In the heart of Silicon Valley, two freshly built data centers designed for the world’s most power-hungry computing workloads are standing empty. Digital Realty’s four-story SJC37 facility and Stack Infrastructure’s SVY02A campus in Santa Clara, California, were both constructed to host tens of megawatts of high-density IT hardware. Instead, they’re waiting for electricity.
According to a Bloomberg report, both projects are complete but idle, with no firm timeline for full energization. Digital Realty’s 430,000-square-foot site was built for 48 megawatts of critical load. Stack’s nearby SVY02A campus — also designed for 48 megawatts — includes its own substation and eight data halls. Together, they represent nearly 100 megawatts of capacity ready for servers, accelerators, and networking gear that cannot be switched on until the local grid catches up. According to the report, both "may sit empty for years."

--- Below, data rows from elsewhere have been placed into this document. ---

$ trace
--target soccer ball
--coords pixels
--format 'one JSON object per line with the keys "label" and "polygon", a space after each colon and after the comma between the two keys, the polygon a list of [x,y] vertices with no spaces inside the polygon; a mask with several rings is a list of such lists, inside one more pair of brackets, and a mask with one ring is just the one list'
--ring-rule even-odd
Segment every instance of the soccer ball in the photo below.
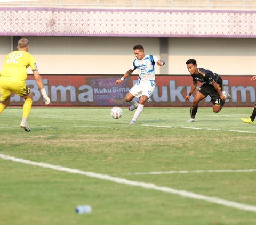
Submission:
{"label": "soccer ball", "polygon": [[113,118],[118,119],[122,116],[123,111],[119,107],[114,107],[111,109],[110,114]]}

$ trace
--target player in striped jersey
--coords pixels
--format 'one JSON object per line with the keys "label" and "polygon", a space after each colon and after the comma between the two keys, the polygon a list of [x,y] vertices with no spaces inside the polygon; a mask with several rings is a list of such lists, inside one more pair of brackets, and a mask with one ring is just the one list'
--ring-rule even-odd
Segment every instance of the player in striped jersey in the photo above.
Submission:
{"label": "player in striped jersey", "polygon": [[[137,84],[129,90],[125,100],[132,105],[129,111],[136,109],[130,124],[134,125],[138,118],[143,110],[144,104],[149,101],[153,94],[156,86],[155,78],[155,64],[162,66],[165,63],[152,55],[145,55],[144,48],[141,45],[137,45],[133,47],[133,53],[136,59],[133,61],[131,69],[128,70],[121,79],[116,81],[119,84],[125,78],[131,75],[137,69],[139,71],[139,78]],[[140,98],[138,103],[134,98]]]}

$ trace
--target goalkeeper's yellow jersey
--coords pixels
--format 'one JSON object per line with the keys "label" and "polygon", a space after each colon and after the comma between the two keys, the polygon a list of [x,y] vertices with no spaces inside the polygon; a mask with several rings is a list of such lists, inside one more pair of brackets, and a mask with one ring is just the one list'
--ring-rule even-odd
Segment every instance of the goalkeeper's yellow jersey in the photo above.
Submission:
{"label": "goalkeeper's yellow jersey", "polygon": [[28,76],[27,68],[37,70],[34,57],[28,52],[15,51],[5,57],[4,65],[0,72],[0,80],[25,81]]}

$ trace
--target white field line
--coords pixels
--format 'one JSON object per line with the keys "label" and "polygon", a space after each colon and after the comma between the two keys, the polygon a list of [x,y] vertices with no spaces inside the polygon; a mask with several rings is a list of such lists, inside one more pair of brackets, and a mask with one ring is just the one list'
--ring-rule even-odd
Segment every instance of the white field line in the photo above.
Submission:
{"label": "white field line", "polygon": [[211,116],[242,116],[244,115],[243,114],[230,114],[226,115],[212,115]]}
{"label": "white field line", "polygon": [[171,170],[170,171],[136,172],[122,173],[123,175],[161,175],[177,173],[250,173],[256,172],[256,169],[245,170]]}
{"label": "white field line", "polygon": [[11,160],[13,162],[20,162],[36,166],[40,166],[44,168],[51,169],[52,170],[60,171],[67,172],[70,173],[78,174],[84,175],[94,178],[106,180],[115,183],[131,185],[133,186],[140,187],[149,189],[158,190],[162,192],[171,193],[174,195],[180,195],[182,197],[194,198],[196,199],[203,200],[206,202],[218,204],[219,205],[224,205],[225,206],[241,210],[251,211],[256,212],[256,206],[254,205],[247,205],[245,204],[239,203],[238,202],[233,202],[228,200],[222,199],[216,197],[209,197],[205,195],[199,195],[190,191],[187,191],[183,190],[177,190],[167,187],[158,186],[151,183],[145,183],[143,182],[134,181],[127,180],[124,178],[113,177],[109,175],[96,173],[93,172],[85,172],[82,170],[71,169],[67,167],[62,167],[60,165],[51,165],[45,163],[38,163],[30,160],[24,160],[23,159],[16,158],[9,155],[0,154],[0,158],[4,160]]}
{"label": "white field line", "polygon": [[162,128],[184,128],[184,129],[190,129],[192,130],[210,130],[214,131],[229,131],[229,132],[236,132],[238,133],[246,133],[246,134],[256,134],[256,132],[248,131],[247,130],[222,130],[220,129],[213,129],[213,128],[200,128],[199,127],[182,127],[182,126],[160,126],[160,125],[143,125],[146,127],[158,127]]}
{"label": "white field line", "polygon": [[[40,126],[40,127],[33,127],[33,126],[29,126],[29,127],[30,128],[51,128],[51,127],[54,127],[53,126]],[[20,126],[0,126],[0,128],[20,128]]]}

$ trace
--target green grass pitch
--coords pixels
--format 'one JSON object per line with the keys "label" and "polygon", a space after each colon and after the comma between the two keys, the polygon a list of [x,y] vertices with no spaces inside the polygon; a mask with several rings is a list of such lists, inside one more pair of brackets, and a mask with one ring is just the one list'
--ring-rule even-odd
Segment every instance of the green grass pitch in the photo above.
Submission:
{"label": "green grass pitch", "polygon": [[[256,212],[149,185],[256,209],[256,124],[240,120],[250,116],[253,107],[224,107],[217,114],[211,107],[199,107],[191,123],[185,122],[189,107],[146,107],[135,126],[130,125],[134,111],[121,108],[123,116],[114,119],[111,107],[34,107],[29,133],[19,127],[21,108],[4,111],[0,115],[0,223],[256,224]],[[3,156],[148,186],[13,162]],[[237,171],[249,169],[252,170]],[[75,207],[83,204],[90,205],[92,212],[76,213]]]}

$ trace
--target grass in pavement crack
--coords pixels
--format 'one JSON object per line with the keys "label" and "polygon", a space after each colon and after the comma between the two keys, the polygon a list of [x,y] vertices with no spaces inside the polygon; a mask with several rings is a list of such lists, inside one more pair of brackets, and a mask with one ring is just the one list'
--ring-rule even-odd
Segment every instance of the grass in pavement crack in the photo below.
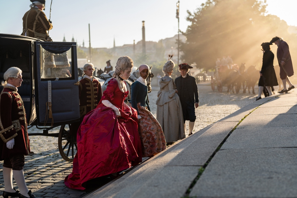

Santa Clara’s publicly owned utility, Silicon Valley Power (SVP), is racing to expand supply to meet surging demand from data center operators. The city has 57 active or in-progress facilities and is investing $450 million in grid upgrades scheduled for completion by 2028. SVP told Bloomberg it is sequencing power delivery among customers as new substations and transmission lines come online.
The city’s challenges mirror those emerging across the country. Northern Virginia, the largest data center market in the U.S., has faced multi-year connection delays as utilities struggle to reinforce high-voltage infrastructure. Regions in the Pacific Northwest and the Southeast are also reporting wait times of two to five years for new capacity. Recently, Microsoft admitted it has GPUs sitting idle because it has no power for them.
Silicon Valley remains prime real estate for operators chasing low-latency proximity to users and AI developers. Nvidia’s headquarters sits just minutes away from both idle sites, a reminder that even the global leader in GPU compute can’t accelerate grid construction. The scale of modern AI clusters, often measured in hundreds of megawatts, is pushing local networks to their limits.
Digital Realty and Stack both told Bloomberg they are coordinating with SVP to phase in power delivery as upgrades progress. But with AI infrastructure expanding faster than transmission projects can be approved, the gap between completed buildings and available electricity is likely to widen. Although the servers are ready, the power isn’t.